- Nicknames: "The Condos", "Heritage Drive"
- Established: 1970s

Area
- • Total: 0.10 km^{2} (0.04 sq mi)

Population
- • Total: approx. 1,000
- ZIP codes: 10956
- Area code: 845

= New City Condominiums =

Neighborhood in New York City

The New City Condominiums (also called The Condos, Heritage Dr., The New City Condos, or simply Heritage) is a working to middle class residential neighborhood near the center of New City, New York, the county seat of Rockland County. The neighborhood takes up the entire street of Heritage Drive, and consists almost entirely of townhouses that were built in the 1970s. It is one of the most urbanized neighborhoods in New City, and is located about 0.8 mi north of the downtown area.

==Community==
A working to middle-class neighborhood, the New City Condominiums consists almost entirely of townhouses, usually in sets of 6–12. This gives it a high population density compared to most New City neighborhoods.
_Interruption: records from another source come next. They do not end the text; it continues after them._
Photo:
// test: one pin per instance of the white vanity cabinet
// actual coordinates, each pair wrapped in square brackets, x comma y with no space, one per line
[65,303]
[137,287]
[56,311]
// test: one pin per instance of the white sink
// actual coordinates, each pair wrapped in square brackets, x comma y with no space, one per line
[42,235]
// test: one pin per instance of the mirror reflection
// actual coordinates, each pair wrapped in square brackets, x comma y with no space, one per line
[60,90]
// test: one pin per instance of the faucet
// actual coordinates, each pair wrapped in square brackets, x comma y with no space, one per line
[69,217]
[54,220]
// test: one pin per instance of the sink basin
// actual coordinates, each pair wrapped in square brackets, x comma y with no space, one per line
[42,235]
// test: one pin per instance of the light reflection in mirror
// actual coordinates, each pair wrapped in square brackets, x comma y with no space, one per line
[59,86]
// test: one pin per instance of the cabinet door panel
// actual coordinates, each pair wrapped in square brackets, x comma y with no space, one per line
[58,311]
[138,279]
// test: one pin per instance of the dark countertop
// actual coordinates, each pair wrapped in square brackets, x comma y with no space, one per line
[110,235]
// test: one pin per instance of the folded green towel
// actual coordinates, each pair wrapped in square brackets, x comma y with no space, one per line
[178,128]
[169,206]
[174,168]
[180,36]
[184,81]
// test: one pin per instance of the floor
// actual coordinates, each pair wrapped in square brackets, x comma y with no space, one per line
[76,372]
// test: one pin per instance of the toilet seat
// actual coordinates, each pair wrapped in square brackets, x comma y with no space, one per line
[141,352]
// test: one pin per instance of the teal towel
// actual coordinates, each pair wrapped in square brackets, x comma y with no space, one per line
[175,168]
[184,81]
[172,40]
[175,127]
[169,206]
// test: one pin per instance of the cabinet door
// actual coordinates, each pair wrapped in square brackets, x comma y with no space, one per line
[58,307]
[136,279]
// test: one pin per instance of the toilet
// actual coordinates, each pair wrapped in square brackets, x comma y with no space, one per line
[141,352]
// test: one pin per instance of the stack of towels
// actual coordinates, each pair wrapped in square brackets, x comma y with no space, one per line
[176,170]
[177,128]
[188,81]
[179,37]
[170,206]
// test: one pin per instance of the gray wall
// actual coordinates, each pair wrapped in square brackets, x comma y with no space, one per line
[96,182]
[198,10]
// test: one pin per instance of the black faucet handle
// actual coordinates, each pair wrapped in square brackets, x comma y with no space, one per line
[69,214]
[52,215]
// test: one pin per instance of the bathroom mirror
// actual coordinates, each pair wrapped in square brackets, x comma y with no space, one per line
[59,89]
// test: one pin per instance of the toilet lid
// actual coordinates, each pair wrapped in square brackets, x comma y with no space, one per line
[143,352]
It is known as being the most diverse neighborhood in New City, with many Russian Americans, African Americans, Hispanic Americans, Irish Americans, Italian Americans, Haitian Americans, Asian Americans, and Jewish Americans that live in the area, as well as people of other ethnic backgrounds. Being located right behind the New City Library, a few blocks down from many shopping centers on North Main St, and less than a mile north of the downtown area, make it a walkable neighborhood.

==Education==
The neighborhood is served by Clarkstown Central School District. Most students that reside in The Condos attend New City and Woodglen Elementary, Felix Festa Middle School, and Clarkstown High Schools North and South.

==Notable people from The Condos==
- Keith Bulluck: NFL football player; grew up in The Condos.
- Adam Rodriguez: Actor, one of the stars of CSI: Miami; grew up in The Condos.